# Tools¶

pyGeno provides a set of tools that can be used independentely. Here you’ll find goodies for translation, indexation, and more.

## Progress Bar¶

pyGeno’s awesome progress bar, with logging capabilities and remaining time estimation.

class tools.ProgressBar.ProgressBar(nbEpochs=-1, width=25, label='progress', minRefeshTime=1)[source]

A very simple unthreaded progress bar. This progress bar also logs stats in .logs. Usage example:

p = ProgressBar(nbEpochs = -1)
for i in range(200000) :
p.update(label = 'value of i %d' % i)
p.close()


If you don’t know the maximum number of epochs you can enter nbEpochs < 1

close()[source]

Closes the bar so your next print will be on another line

log()[source]

logs stats about the progression, without printing anything on screen

saveLogs(filename)[source]

dumps logs into a nice pickle

update(label='', forceRefresh=False, log=False)[source]

the function to be called at each iteration. Setting log = True is the same as calling log() just after update()

## Useful functions¶

This module is a bunch of handy bioinfo functions.

tools.UsefulFunctions.complement(seq)[source]

returns the complementary sequence without inversing it

tools.UsefulFunctions.complementTab(seq=[])[source]

returns a list of complementary sequence without inversing it

tools.UsefulFunctions.decodePolymorphicNucleotide(nuc)[source]

the opposite of encodePolymorphicNucleotide, from ‘R’ to [‘A’, ‘G’]

tools.UsefulFunctions.decodePolymorphicNucleotide_str(nuc)[source]

same as decodePolymorphicNucleotide but returns a string instead of a list, from ‘R’ to ‘A/G

tools.UsefulFunctions.encodePolymorphicNucleotide(polySeq)[source]

returns a single character encoding all nucletides of polySeq in a single character. PolySeq must have one of the following forms: [‘A’, ‘T’, ‘G’], ‘ATG’, ‘A/T/G’

tools.UsefulFunctions.findAll(haystack, needle)[source]

returns a list of all occurances of needle in haystack

tools.UsefulFunctions.getNucleotideCodon(sequence, x1)[source]

Returns the entire codon of the nucleotide at pos x1 in sequence, and the position of that nocleotide in the codon in a tuple

tools.UsefulFunctions.getSequenceCombinaisons(polymorphipolymorphicDnaSeqSeq, pos=0)[source]

Takes a dna sequence with polymorphismes and returns all the possible sequences that it can yield

tools.UsefulFunctions.highlightSubsequence(sequence, x1, x2, start=' [', stop='] ')[source]

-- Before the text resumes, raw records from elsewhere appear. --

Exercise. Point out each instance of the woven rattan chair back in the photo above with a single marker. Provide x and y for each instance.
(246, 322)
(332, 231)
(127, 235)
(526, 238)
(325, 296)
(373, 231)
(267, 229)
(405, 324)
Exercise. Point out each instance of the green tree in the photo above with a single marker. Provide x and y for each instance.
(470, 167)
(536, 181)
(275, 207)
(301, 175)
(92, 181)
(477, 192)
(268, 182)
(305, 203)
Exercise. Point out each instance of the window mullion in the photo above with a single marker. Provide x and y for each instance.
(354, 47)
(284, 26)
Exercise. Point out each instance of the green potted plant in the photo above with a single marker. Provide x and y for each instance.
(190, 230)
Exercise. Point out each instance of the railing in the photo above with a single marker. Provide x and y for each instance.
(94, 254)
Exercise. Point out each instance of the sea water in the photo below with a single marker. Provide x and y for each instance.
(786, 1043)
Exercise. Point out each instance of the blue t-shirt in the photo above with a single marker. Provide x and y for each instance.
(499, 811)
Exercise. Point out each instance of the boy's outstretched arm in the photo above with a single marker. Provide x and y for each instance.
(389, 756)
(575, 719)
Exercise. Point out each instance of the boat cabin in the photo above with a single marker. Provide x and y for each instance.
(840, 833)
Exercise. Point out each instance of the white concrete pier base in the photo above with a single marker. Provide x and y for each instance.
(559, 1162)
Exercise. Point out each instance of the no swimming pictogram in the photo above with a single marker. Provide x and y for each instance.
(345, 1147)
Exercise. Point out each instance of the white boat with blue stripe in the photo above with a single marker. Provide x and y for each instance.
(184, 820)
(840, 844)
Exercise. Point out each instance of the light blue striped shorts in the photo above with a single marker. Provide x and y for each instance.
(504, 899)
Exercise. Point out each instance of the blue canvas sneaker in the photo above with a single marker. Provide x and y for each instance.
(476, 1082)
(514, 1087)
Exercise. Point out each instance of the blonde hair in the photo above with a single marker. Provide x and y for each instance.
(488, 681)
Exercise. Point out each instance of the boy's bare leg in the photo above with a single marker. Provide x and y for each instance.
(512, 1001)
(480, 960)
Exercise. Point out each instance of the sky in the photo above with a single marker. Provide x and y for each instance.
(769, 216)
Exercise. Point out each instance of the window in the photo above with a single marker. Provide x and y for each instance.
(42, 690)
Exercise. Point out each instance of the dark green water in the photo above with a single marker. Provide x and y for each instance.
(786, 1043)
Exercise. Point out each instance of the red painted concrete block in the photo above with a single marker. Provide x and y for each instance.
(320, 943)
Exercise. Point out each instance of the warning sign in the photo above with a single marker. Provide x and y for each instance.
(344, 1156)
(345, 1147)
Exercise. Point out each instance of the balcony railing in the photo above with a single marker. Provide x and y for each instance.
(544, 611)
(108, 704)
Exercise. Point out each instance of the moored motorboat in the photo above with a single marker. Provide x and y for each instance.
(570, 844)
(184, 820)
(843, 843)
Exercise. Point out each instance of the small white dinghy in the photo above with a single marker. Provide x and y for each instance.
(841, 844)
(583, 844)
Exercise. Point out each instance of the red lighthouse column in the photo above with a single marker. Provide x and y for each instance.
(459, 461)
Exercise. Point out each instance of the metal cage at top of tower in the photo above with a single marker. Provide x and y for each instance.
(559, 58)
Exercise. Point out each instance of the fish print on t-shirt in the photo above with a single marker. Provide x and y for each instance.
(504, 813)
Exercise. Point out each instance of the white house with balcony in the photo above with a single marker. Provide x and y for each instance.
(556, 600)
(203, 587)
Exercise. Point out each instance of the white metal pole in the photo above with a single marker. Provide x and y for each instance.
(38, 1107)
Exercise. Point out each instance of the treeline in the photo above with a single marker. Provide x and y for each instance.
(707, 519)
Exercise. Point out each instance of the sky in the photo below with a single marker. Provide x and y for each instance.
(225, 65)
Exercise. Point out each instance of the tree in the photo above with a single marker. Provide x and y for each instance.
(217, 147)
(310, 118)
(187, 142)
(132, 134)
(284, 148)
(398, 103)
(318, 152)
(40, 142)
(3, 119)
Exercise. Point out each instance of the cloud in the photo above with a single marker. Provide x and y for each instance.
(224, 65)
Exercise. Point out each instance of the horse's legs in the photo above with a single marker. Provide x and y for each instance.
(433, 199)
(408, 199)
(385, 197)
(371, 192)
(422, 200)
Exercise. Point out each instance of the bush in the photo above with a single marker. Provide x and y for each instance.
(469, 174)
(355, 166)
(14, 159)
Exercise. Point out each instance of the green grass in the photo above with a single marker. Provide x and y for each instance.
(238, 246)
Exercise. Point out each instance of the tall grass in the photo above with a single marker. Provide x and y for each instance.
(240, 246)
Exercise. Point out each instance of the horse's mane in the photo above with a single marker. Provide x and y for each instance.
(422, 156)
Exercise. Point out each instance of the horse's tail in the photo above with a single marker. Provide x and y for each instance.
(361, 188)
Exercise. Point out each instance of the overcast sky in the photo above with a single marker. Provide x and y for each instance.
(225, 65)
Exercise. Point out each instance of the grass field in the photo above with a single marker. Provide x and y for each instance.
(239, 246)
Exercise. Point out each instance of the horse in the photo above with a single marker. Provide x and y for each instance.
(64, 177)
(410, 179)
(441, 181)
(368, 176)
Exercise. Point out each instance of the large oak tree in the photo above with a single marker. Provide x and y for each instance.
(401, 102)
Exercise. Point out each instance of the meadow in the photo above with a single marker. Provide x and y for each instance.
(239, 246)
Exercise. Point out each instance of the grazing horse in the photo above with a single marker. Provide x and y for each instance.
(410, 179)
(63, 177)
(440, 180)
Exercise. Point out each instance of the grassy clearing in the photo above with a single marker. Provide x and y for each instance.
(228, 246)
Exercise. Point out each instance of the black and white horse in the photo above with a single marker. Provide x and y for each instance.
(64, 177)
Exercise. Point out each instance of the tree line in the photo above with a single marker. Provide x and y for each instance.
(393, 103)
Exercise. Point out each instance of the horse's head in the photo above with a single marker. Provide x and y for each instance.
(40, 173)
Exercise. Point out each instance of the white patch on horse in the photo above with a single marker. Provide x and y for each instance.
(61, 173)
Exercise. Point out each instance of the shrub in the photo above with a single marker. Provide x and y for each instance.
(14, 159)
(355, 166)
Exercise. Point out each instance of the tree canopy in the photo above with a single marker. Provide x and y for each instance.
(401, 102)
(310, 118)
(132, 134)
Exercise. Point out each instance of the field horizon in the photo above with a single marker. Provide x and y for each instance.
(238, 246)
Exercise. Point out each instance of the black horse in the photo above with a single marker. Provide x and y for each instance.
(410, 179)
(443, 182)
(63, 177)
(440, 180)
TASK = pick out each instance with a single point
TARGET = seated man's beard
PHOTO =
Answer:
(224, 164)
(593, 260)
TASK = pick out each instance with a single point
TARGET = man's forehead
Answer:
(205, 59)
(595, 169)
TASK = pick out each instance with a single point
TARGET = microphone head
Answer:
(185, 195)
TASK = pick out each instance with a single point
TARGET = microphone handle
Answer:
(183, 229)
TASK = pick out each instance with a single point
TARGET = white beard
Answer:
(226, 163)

returns a sequence where the subsequence in [x1, x2[ is placed in bewteen ‘start’ and ‘stop’

tools.UsefulFunctions.polymorphicCodonCombinaisons(codon)[source]

Returns all the possible amino acids encoded by codon

tools.UsefulFunctions.reverseComplement(seq)[source]

Complements a DNA sequence, returning the reverse complement.

tools.UsefulFunctions.reverseComplementTab(seq)[source]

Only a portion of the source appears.